Estudo Revela Que 261 Mil Artigos sobre Câncer Podem Ser Fraudulentos
Um novo estudo indica que cerca de 261 mil artigos científicos sobre câncer, publicados entre 1999 e 2024, apresentam características semelhantes às de textos produzidos por fábricas de artigos, conhecidas por criar manuscritos fraudulentos. Essa quantidade representa 10% do total de publicações sobre a doença disponíveis na base de dados PubMed, uma das principais fontes de literatura biomédica.
As fábricas de artigos são empresas que produzem e submetem trabalhos científicos falsificados a periódicos. A pesquisa, divulgada no BMJ (British Medical Journal) no final de janeiro, surge em um contexto de crescente preocupação com a proliferação desses manuscritos fraudulentos.

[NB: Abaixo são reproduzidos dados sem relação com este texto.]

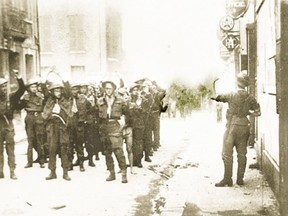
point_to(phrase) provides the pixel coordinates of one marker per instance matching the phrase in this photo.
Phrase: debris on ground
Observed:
(59, 207)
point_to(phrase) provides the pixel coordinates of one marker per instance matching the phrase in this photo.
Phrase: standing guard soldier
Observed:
(148, 141)
(80, 109)
(56, 113)
(111, 108)
(127, 129)
(138, 107)
(7, 106)
(91, 126)
(33, 103)
(240, 105)
(157, 108)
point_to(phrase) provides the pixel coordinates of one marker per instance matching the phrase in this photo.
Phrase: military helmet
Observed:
(3, 81)
(122, 91)
(32, 81)
(55, 85)
(114, 79)
(108, 81)
(242, 80)
(74, 85)
(134, 85)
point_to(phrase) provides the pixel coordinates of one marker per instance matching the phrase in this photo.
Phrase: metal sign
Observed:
(231, 42)
(226, 23)
(236, 8)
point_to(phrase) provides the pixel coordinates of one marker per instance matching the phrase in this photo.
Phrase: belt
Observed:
(111, 120)
(35, 113)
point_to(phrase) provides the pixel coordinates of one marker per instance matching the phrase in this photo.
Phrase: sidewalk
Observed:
(192, 192)
(20, 133)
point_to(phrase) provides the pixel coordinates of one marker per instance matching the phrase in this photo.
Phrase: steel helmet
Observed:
(52, 86)
(114, 79)
(242, 80)
(3, 81)
(32, 81)
(134, 85)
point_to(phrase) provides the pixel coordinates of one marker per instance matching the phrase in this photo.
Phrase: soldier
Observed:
(33, 102)
(138, 107)
(111, 108)
(7, 106)
(91, 130)
(148, 141)
(80, 109)
(240, 105)
(157, 108)
(127, 130)
(56, 113)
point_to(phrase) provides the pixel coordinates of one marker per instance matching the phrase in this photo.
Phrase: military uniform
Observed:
(92, 130)
(138, 107)
(240, 104)
(76, 127)
(157, 108)
(7, 107)
(111, 134)
(148, 123)
(34, 125)
(56, 112)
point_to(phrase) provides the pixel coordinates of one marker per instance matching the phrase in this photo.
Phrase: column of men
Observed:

Nos últimos 20 anos, estima-se que cerca de 400 mil artigos tenham sido gerados por essas práticas.
Adrian Barnett, professor da Escola de Saúde Pública e Serviço Social da Universidade de Tecnologia de Queensland, na Austrália, e um dos autores do estudo, explica que a situação é especialmente grave na China. “Muitos médicos são pressionados a publicar suas pesquisas, mas enfrentam longas jornadas de trabalho. Isso cria um mercado para a compra de artigos”, afirma Barnett.
O estudo utilizou um modelo de inteligência artificial treinado para identificar pesquisas sobre câncer que apresentam características típicas de trabalhos falsificados. A escolha pela área de câncer deve-se à alta incidência de publicações fraudulentas nesse campo, embora problemas semelhantes também sejam observados em áreas como computação e ciências do esporte.
O modelo foi testado em 4.404 artigos, sendo metade deles invalidados por erros ou fraudes. A outra metade continha publicações legítimas. O resultado foi promissor: o modelo alcançou uma acurácia de 91% ao identificar manuscritos com traços de fraudes.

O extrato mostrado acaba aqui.